Cientistas encontraram uma chave neurológica que torna o cérebro humano tão grande

(S.Benito-Kwiecinski / MRC LMB / Cell)

O que há nos humanos que nos separa dos primatas não humanos, nossos parentes vivos mais próximos? Um dos maiores diferenciais, do ponto de vista científico, é o tamanho de nossos cérebros muito maiores – e agora, descobrimos um segredo chave por trás desse crescimento incomparável.

Em uma nova pesquisa comparando diferentes tipos de organóides cerebrais – massas miniaturizadas de tecido cerebral cultivadas a partir de células-tronco – os cientistas descobriram uma diferença fundamental de desenvolvimento no desenvolvimento de células-tronco neurais entre humanos, gorila e tecido cerebral de chimpanzés.

As células-tronco neurais (também chamadas de células neuroepiteliais) são uma forma de célula-tronco multipotente, dando origem aos neurônios e células gliais que compõem o sistema nervoso central. Mas a maneira como essa transição ocorre durante o desenvolvimento inicial do cérebro não é a mesma em todos os primatas, mostra a nova pesquisa.

À medida que as células-tronco neurais fazem a transição para tipos específicos de células cerebrais, elas mudam de forma, o que por sua vez afeta a taxa na qual podem se dividir e, eventualmente, formar neurônios. Em ratos, sabia-se que essa mudança de forma ocorre em apenas algumas horas, limitando em última análise a quantidade de células cerebrais que os animais produzem.

(S.Benito-Kwiecinski / MRC LMB / Cell)

Acima: Células-tronco neurais em cinco dias, com uma forma diferente e menos alterada em humanos (à esquerda) em comparação com os macacos (à direita).


Agora, cientistas do Laboratório de Biologia Molecular (LMB) do Conselho de Pesquisa Médica do Reino Unido demonstraram que o processo leva muito mais tempo em primatas, durando vários dias, na verdade. Para gorilas e chimpanzés, a mudança de forma retardada dá a eles cerca de cinco dias para continuar gerando novos neurônios.

As células neuroepiteliais humanas demoram ainda mais para a transição – até uma semana inteira, permitindo que os processos de neurogênese funcionem por mais tempo, o que, por sua vez, faz mais células cerebrais, mais tecido cerebral e, por fim, produzindo cérebros maiores (ou, como visto aqui, organoides maiores sentados em um prato).

“Descobrimos que uma alteração retardada na forma das células no cérebro inicial é suficiente para mudar o curso do desenvolvimento, ajudando a determinar o número de neurônios que são produzidos”, explica a bióloga do desenvolvimento e pesquisadora-chefe Madeline Lancaster.

“É notável que uma mudança evolutiva relativamente simples na forma da célula possa ter consequências importantes na evolução do cérebro.”

Além de identificar a diferença na transição, no entanto, a análise dos organoides também revelou o que torna possíveis as mudanças de desenvolvimento.

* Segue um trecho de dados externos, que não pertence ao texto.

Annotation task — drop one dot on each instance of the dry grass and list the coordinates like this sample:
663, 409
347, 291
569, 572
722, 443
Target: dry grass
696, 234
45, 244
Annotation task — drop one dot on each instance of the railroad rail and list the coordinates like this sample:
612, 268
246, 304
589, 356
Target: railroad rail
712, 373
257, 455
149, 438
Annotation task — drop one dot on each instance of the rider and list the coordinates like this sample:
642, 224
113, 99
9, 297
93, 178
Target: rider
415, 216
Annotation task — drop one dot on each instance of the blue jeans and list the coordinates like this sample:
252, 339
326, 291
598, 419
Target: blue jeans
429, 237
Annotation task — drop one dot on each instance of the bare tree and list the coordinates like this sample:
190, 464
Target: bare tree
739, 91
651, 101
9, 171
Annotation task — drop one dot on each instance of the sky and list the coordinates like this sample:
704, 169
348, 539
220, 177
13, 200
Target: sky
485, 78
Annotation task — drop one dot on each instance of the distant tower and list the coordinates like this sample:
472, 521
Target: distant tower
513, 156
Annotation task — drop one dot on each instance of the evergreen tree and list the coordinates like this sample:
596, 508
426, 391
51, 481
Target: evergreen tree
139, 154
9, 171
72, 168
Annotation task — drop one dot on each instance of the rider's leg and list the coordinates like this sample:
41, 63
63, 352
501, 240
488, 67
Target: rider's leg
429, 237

De acordo com os pesquisadores, um gene chamado ZEB2 desempenha um papel central na regulação do processo, fazendo com que as células-tronco neurais mudem de forma e amadureçam efetivamente mais cedo, o que encurta a quantidade de tempo que podem proliferar antes de se tornarem as células progenitoras que eventualmente se formam em neurônios .

(S.Benito-Kwiecinski / MRC LMB / Cell)

Acima: Organóides do cérebro humano com cinco semanas de idade, substancialmente maiores que os organoides do gorila e do chimpanzé (da esquerda para a direita, respectivamente).


Não apenas isso, mas em experimentos em que a dinâmica de expressão de ZEB2 foi manipulada, os pesquisadores mostraram que os organóides também podem ser manipulados – com os organoides do cérebro humano ficando menores quando o gene foi aprimorado e um organoide de gorila mais parecido com o volume do cérebro humano tecido quando ZEB2 foi inibido.

Os pesquisadores enfatizam que o tecido organoide nunca é uma representação perfeita dos órgãos reais dos animais, então não podemos concluir que a atividade e inatividade do ZEB2 funcionaria exatamente da mesma maneira em cérebros de primatas humanos ou não humanos reais.

No entanto, os pesquisadores dizem que esta é uma grande pista sobre o que provavelmente é responsável por grande parte da diferença no tamanho do cérebro entre humanos e outros grandes macacos – e estudos futuros, incluindo experimentos com camundongos transgênicos ou imagens de embriões de macacos, podem lançar mais luz ainda .

“Isso fornece alguns dos primeiros insights sobre o que é diferente no cérebro humano em desenvolvimento que nos diferencia de nossos parentes vivos mais próximos, os outros grandes macacos”, disse Lancaster.

“Sinto que realmente aprendemos algo fundamental sobre as questões que me interessam desde que me lembro – o que nos torna humanos.”